Pablo Natale dijo...

Está muy bien que digas "borrador inacabado". Honestamente, creo que no debería terminar ahí. Otra vez hay algo en el final que me hace ruido. Pero antes que el "disgusto": el nombre Orán para un periodo de vida está muy bien, le queda. El enfrentamiento de las calesitas es muy bueno, podría funcionar sólo, o reaparecer. No sé. Hugo vs Ernesto, suena demasiado real para ser Orán.
La prosa se deja llevar. Meditativa y expositiva, al mismo tiempo.
Seguí con eso, acá, o allá.

Zebra dijo...

Ja! llegué tarde, como siempre. Y para colmo los mocos han ocupado gran parte del lugar donde debería ir la masa encafálica... pero bueno.
A mi sinceramente los cuentos no me gustan. Quizás porque soy de hablar mucho y de "explayarme" así que el cuento como género siempre me quedó corto. Lo cual no implica que no pueda apreciar este.
Me gusta tu estética, es como lo que ando leyendo ultimamente. Un poco entrecortado, frases cortas.
Me gusta también cómo termina y empieza (¿no decía quiroga que era importante la idea para empezar pero también para terminar?). El heco de que la frase de la que trata el cuento en realidad se escriba al final es genial.
Lo de las calesitas ya aparció me parece, en un poemita. ¿no?
Es hiper publicable. Sabelo.

Equis dijo...

Como te podrás imaginar, mi primera reacción al recibir el texto en mi bandeja de entrada fue una queja: ¡Qué hijo de puta! Re largo y encima es un miserable borrador. Así que lo dejé en la agenda, para más tarde. Vamos a enumerar, como siempre, para que nada quede desapercibido por esa concentración tuya, tan fugaz como la mirada de la foto de tu infancia...

1) Creo que es lo mejor que leí de tu parte, y me ha gustado en extremo, mucho pero mucho. Claro que a mí sí me gustan los cuentos, los relatos cortos, las "historias mínimas".
2) Cuando empecé a leer, con esa bronca ya anunciada, dije "otra vez más de lo mismo", "qué tipo tan asquerosamente egocéntrico" "puaj..." "¿¿¿una meada???".
3) Cuando pasamos a 1, ya fue otra cosa. Me invadió un sentimiento de gusto (por conocer esa íntima rivalidad entre los dos grupitos) y curiosidad ansiosa por llegar a fondo.
4) Pensé que en 2 caías, pero no, fue "la hipérbole de la belleza" del relato.
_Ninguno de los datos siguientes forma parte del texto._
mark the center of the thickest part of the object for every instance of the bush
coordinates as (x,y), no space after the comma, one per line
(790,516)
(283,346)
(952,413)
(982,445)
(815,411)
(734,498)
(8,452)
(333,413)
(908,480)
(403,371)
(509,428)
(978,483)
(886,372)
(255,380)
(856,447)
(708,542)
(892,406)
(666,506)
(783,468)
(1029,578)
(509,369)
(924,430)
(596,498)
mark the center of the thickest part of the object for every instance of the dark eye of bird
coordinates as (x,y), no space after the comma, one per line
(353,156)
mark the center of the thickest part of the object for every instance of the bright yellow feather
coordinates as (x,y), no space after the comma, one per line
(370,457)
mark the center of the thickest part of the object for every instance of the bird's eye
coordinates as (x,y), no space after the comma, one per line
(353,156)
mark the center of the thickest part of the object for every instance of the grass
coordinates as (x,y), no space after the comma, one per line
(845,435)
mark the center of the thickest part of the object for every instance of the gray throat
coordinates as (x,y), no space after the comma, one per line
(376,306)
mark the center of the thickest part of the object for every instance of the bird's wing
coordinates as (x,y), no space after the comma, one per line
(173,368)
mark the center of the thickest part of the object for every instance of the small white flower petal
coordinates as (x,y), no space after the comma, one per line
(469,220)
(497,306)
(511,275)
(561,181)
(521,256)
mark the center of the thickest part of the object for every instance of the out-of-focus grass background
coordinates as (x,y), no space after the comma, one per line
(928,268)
Finalmente puedo sentir empatía por este autor tan obtuso con el tema de los boliches.
5) Leí el texto original, como llegó, y me enamoré de él. Luego vine, leí los comentarios, tu texto en rojo, y finalmente las modificaciones. Pero mi fidelidad, como esa que aprendió el pibe, ya estaba con el texto viejo. Así que todos se pueden ir a la mierda, ¡volvé el texto a su original versión! Sos un criminal, un violador, exijo que se publique la versión original. Es decir, al menos publicá ambas versiones. Porque la segunda apesta.
6) Cuando leí el remate (de la versión única y original), pensé "ya le salió el ego de nuevo". Pero no importa, así es genuina la cosa. Así uno se da cuenta fácilmente que es una historia real (y no de ficción) la que estás contando.
7) Me recordó a "Mi caramelo" de la Bersuit.
8) ¿De qué frase del final habla Zebra? (Como siempre, se me ocurren al menos dos posibilidades.)
9) Sólo en la versión original, y ayudado por el comentario de Zebra (o una prudente relectura), cobra sentido el epígrafe.
10) ¿"Narr-acciones"? Sabía que con tanto estupefaciente terminarías hablando como Pinky.

Equis dijo...

11) ¡Ah! Y no es que tu ridículo ego intervino en el cuento. Fue el ridículo ego del protagonista el que intervino en su propio destino. Así funcionan las cosas, así son las historias reales. ¿Me explico? (¡Version original o muerte! ¡Muerte a las salvajes reformulaciones!)